Karen Armstrong would unhesitatingly dismiss Wright's vision of a deity inferred from the evidence of human evolution as a lamentable instance of the mistake lying at the core of the West's disaffection from received religion -- namely, regarding the case for God as one to be made from such evidence. "The Case for God" is in fact largely an elaborate history of the spread of this mistake from the late Middle Ages to the present. The alternative she offers -- the case she finally makes -- is for an ancient way of talking about "God, Brahman, Dao, or Nirvana." For her, these are conceptually different names for the reality that exceeds human comprehension and escapes human language, including all human predication of existence or nonexistence. The story she tells is primarily about the Christian and post-Christian West because it is here that the ancient way fell first and deepest into oblivion.
The earliest Christian theology was apophatic. Apophatic theology -- the theology of the original, Greek-speaking Christian church -- was "naysaying" theology, a kind of religious language whose difficult task it was to acknowledge in human language the very inadequacy of human language. Whatever it said, apophatic theology immediately took back, and then it took back the taking back. Ordinary language -- the language of evidence and inference, of instance and generalization -- was fine for ordinary matters. But to confess the universal human experience of a final failure in this language is to take back the confession. It is to lose the game before it begins.
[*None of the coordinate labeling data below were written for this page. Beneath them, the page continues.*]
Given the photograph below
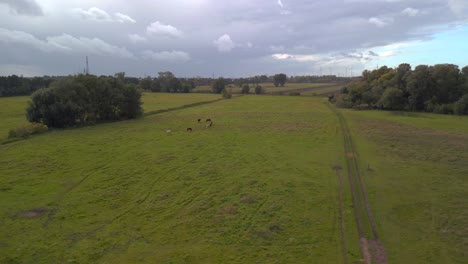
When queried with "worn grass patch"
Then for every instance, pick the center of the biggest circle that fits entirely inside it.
(123, 192)
(417, 182)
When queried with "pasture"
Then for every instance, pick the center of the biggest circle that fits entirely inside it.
(258, 185)
(266, 183)
(268, 87)
(415, 166)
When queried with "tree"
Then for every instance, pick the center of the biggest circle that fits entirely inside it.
(245, 88)
(155, 85)
(165, 79)
(279, 79)
(446, 80)
(461, 106)
(392, 99)
(146, 83)
(226, 94)
(120, 76)
(218, 85)
(419, 87)
(83, 100)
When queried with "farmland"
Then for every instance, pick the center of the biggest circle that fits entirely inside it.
(128, 192)
(267, 182)
(270, 88)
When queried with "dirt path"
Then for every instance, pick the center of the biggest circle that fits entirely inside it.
(316, 88)
(372, 250)
(344, 251)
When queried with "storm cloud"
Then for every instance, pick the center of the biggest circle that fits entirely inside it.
(206, 37)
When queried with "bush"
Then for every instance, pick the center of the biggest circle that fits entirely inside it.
(245, 89)
(362, 107)
(461, 106)
(226, 94)
(443, 109)
(27, 130)
(259, 89)
(83, 100)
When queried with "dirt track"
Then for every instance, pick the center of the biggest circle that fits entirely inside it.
(316, 88)
(372, 250)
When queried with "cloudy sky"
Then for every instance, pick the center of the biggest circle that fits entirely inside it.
(228, 37)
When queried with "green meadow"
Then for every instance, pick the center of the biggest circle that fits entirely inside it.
(260, 186)
(415, 166)
(268, 87)
(257, 186)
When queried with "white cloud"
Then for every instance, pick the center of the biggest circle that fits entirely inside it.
(122, 18)
(296, 57)
(24, 7)
(411, 11)
(89, 46)
(166, 56)
(280, 3)
(19, 69)
(135, 38)
(380, 22)
(458, 7)
(23, 38)
(158, 29)
(64, 43)
(224, 43)
(274, 48)
(94, 13)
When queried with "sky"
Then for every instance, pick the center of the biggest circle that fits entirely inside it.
(227, 38)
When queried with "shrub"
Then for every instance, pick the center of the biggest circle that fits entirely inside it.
(27, 130)
(259, 89)
(226, 94)
(72, 101)
(461, 106)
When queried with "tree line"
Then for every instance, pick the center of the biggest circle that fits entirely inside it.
(441, 88)
(15, 85)
(83, 100)
(164, 82)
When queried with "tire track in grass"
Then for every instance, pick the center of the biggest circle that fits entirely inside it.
(344, 251)
(372, 250)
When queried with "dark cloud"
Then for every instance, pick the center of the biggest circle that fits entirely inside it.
(24, 7)
(206, 37)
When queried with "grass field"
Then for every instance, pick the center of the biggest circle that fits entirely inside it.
(12, 109)
(268, 87)
(12, 113)
(417, 182)
(257, 186)
(262, 185)
(322, 91)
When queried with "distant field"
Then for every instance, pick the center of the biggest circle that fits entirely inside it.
(12, 113)
(325, 90)
(157, 101)
(263, 183)
(258, 185)
(12, 109)
(269, 87)
(417, 181)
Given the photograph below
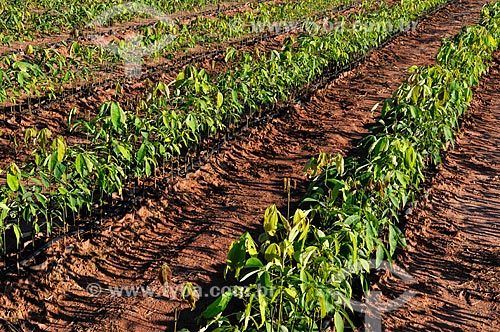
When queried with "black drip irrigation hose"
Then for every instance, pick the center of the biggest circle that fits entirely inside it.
(35, 104)
(189, 167)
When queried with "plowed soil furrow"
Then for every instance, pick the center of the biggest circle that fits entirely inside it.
(454, 247)
(190, 224)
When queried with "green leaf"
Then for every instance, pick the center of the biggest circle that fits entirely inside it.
(13, 181)
(236, 256)
(220, 99)
(18, 233)
(273, 253)
(218, 306)
(117, 115)
(253, 262)
(339, 322)
(379, 255)
(271, 220)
In an ambitious work clear in outline and rich in detail, Armstrong writes the history of how apophatic theology was forgotten in the late Middle Ages; how rational and then quasi-scientific Newtonian theology rose to replace it in early modernity; how, when others were recognizing this as a mistake, fundamentalists tightened their embrace of it; and how, in the wake of the passing of modernity and the failure of both its theism and its atheism, postmodern theology may point toward the recovery of what was lost. A god whose existence you can prove is a god to whom you cannot pray, postmodern theology argues, and prayer -- not proof -- is where religion rises or falls. Armstrong's very considerable service is to show how this novel idea is a very old idea newly recovered.
Miles is distinguished professor of English and religious studies at UC Irvine and general editor of the forthcoming "The Norton Anthology of World Religions."